Wagga City Council has received a largely clean bill of health in the latest report into the future of local government in NSW.
However, the report did not paint such a glowing picture of several of the Riverina’s other councils, with many deemed not to be fit for the future.
The assessment of fit for the future proposals from the state’s councils by the Independent Pricing and Regulatory Tribunal (IPART) found Wagga City Council was fit to remain as a stand-alone council, meeting assessment benchmarks in all categories except for infrastructure and service management.
The IPART report noted Wagga City Council’s submission acknowledged the difficulty in maintaining its assets and its infrastructure backlog, citing the council’s large road network and flood damage in 2010 and 2012.
Mayor Rod Kendall said council would look to go it alone heading towards the future after receiving a positive assessment from IPART, but remained committed to keeping an open mind should neighbouring councils come forward with alternate proposals.
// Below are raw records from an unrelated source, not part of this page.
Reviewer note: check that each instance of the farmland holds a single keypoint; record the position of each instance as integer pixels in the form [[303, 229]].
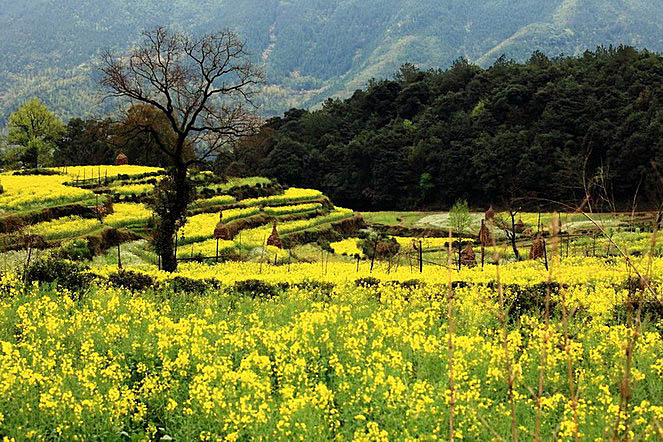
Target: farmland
[[322, 337]]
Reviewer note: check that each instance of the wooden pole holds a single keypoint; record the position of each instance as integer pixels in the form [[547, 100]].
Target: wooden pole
[[482, 254], [421, 257]]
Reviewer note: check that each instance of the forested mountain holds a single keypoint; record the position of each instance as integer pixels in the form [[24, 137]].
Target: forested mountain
[[311, 49], [555, 129]]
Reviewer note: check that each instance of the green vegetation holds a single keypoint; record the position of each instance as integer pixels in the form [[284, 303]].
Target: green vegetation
[[514, 135], [311, 49]]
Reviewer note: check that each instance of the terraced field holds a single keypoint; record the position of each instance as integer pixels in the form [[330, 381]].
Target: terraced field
[[63, 208]]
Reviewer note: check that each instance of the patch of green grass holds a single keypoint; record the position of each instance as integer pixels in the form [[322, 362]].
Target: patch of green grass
[[404, 219]]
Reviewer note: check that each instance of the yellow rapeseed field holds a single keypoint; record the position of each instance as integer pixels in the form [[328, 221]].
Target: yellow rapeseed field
[[328, 357]]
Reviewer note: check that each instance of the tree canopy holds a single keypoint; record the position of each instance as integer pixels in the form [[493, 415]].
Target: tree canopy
[[34, 129]]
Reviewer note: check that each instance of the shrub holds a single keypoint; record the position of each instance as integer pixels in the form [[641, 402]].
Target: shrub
[[255, 289], [66, 274], [76, 250], [381, 247], [130, 280], [181, 284]]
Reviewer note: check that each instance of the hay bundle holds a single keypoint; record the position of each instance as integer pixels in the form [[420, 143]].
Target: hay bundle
[[538, 248], [274, 239], [221, 231], [484, 235], [121, 160], [467, 257]]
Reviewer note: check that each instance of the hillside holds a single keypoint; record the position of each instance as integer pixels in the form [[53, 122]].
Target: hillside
[[311, 49]]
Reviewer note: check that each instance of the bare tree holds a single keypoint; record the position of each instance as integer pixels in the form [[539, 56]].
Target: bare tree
[[204, 88]]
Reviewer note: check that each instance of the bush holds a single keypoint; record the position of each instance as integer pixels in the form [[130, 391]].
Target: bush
[[380, 248], [66, 274], [181, 284], [130, 280], [76, 250], [255, 289]]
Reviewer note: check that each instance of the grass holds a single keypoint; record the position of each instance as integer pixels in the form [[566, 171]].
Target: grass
[[404, 219], [235, 364]]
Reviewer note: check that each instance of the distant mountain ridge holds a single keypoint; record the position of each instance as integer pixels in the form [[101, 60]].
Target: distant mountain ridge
[[311, 49]]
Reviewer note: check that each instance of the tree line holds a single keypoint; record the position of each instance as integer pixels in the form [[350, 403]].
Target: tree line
[[560, 129]]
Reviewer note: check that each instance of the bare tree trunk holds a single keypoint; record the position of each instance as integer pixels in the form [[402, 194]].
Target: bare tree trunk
[[168, 224]]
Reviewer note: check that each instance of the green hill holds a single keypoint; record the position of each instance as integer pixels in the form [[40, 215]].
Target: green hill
[[311, 49]]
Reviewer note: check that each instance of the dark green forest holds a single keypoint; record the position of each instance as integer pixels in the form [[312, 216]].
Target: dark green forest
[[547, 129], [310, 49]]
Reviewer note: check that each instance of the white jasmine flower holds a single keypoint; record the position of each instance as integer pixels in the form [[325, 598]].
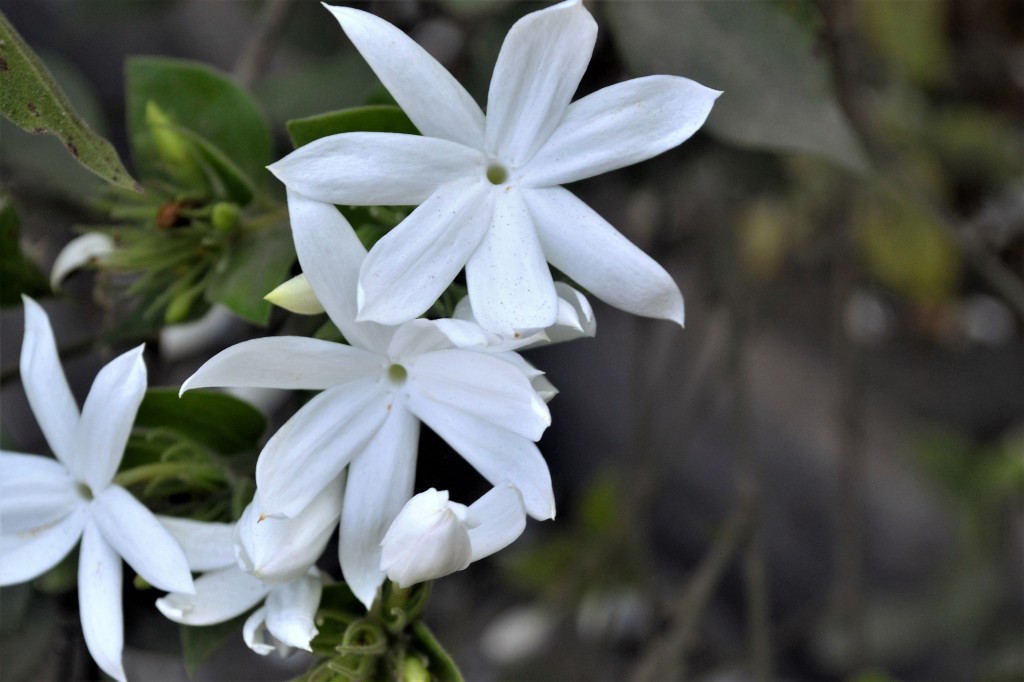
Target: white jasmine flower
[[432, 537], [285, 621], [375, 393], [46, 506], [487, 185]]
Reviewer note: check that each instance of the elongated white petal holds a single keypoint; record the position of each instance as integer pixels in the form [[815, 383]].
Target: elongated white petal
[[331, 255], [286, 361], [480, 385], [296, 296], [46, 386], [426, 91], [380, 480], [80, 251], [280, 550], [291, 609], [427, 540], [32, 554], [207, 546], [619, 126], [410, 266], [374, 169], [587, 248], [219, 596], [108, 417], [135, 534], [510, 285], [496, 520], [497, 454], [255, 635], [35, 492], [311, 449], [417, 337], [99, 601], [539, 69]]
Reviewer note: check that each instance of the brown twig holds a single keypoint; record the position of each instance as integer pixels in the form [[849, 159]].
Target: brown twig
[[256, 55]]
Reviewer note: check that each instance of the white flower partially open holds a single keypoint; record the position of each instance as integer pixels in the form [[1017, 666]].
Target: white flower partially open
[[487, 186], [375, 394], [432, 537], [48, 505]]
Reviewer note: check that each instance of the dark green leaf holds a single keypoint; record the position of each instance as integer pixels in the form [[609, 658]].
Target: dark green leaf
[[16, 272], [777, 93], [198, 644], [32, 99], [201, 99], [260, 262], [378, 118], [223, 423]]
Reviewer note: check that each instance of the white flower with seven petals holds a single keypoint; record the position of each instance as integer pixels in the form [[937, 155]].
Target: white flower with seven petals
[[46, 506], [432, 537], [375, 393], [487, 185]]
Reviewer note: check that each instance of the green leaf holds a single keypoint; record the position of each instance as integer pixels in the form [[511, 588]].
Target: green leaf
[[777, 93], [199, 98], [18, 274], [198, 644], [261, 261], [378, 118], [33, 100], [223, 423]]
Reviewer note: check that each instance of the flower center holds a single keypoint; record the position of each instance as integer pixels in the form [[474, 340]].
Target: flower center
[[497, 174], [397, 374]]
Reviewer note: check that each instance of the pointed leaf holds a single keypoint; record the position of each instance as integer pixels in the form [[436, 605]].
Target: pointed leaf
[[33, 100]]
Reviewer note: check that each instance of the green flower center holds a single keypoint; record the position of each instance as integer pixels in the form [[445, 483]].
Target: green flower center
[[397, 374], [497, 174]]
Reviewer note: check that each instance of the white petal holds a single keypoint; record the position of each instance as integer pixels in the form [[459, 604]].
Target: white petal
[[496, 520], [539, 69], [35, 492], [619, 126], [380, 480], [280, 550], [410, 266], [427, 540], [576, 316], [426, 91], [480, 385], [286, 361], [45, 385], [108, 417], [135, 534], [497, 454], [99, 601], [219, 596], [207, 546], [331, 255], [80, 251], [375, 168], [297, 296], [510, 285], [254, 633], [291, 609], [29, 555], [585, 247], [311, 449]]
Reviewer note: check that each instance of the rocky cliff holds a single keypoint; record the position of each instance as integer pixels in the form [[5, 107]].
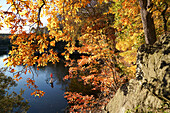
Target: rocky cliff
[[150, 91]]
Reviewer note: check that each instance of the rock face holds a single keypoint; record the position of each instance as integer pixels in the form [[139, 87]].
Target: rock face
[[150, 91]]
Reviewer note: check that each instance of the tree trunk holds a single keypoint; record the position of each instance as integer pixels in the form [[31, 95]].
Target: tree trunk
[[147, 20]]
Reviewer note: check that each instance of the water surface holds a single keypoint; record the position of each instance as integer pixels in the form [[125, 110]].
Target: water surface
[[53, 101]]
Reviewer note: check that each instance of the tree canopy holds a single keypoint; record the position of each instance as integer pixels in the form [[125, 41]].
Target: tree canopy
[[106, 32]]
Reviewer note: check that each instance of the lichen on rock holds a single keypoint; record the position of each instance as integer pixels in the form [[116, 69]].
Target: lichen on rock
[[150, 91]]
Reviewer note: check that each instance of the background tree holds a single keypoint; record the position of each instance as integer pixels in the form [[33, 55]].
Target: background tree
[[109, 32]]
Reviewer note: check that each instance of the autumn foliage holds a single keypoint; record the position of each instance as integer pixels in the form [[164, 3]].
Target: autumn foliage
[[106, 32]]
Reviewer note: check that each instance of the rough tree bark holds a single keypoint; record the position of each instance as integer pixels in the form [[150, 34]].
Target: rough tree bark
[[147, 20]]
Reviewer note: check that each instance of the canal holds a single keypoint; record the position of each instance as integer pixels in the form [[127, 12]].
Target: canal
[[53, 101]]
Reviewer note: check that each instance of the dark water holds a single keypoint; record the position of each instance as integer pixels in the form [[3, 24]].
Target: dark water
[[53, 101]]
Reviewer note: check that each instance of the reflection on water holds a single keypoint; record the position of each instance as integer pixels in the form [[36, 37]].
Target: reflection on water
[[53, 101]]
“We will have a very careful look at that report and …. my personal invitation is if (any adjoining council) wants to talk, come and have a discussion with Wagga,” he said.
“At this stage Wagga City Council is free to go it alone if we wish, but there may be an adjoining council who wants to have discussions.”
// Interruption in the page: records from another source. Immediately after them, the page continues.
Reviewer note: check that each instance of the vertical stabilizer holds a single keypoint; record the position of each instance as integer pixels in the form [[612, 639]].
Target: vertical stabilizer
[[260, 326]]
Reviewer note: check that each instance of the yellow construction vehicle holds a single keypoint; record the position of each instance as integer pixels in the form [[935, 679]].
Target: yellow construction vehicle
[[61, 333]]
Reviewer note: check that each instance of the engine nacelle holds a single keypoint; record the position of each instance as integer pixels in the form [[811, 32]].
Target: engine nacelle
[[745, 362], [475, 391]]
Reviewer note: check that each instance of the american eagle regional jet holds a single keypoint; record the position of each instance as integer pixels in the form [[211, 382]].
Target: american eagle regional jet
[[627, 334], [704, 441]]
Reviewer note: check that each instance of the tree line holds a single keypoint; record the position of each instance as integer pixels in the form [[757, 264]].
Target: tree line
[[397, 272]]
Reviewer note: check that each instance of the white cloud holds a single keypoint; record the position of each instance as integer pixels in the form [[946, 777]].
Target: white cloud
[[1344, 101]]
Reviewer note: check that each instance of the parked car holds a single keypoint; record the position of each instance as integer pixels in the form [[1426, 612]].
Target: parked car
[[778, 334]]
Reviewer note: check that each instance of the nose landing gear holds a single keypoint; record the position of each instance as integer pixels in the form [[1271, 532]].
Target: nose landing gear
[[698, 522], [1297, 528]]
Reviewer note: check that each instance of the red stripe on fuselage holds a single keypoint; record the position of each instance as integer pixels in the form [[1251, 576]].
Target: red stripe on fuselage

The mood elsewhere in the region, at councils deemed not to be fit for the future, was one of anger however.
The report stated both Gundagai and Tumut councils had not only fallen short of its assessment criteria, but noted a merger of the two bodies had been identified as the preferred option by the Independent Local Government Review Panel.
Reacting to the report’s determination his council was unfit for the future, Gundagai mayor Abb McAlister said it was a “very disappointing” outcome and questioned whether the outcome had been preordained long before the report’s release.
Gundagai Shire Council will meet next week to consider the report’s determination, with Cr McAlister determined to fight against being forced to amalgamate.
“I think we’ve got to stick with what our community wants,” he said. “In my opinion, if we’ve got to be merged, it won’t be voluntary.”
In Griffith, another council deemed to be “unfit”, mayor John Dal Broi labelled the decision a “kick in the guts”.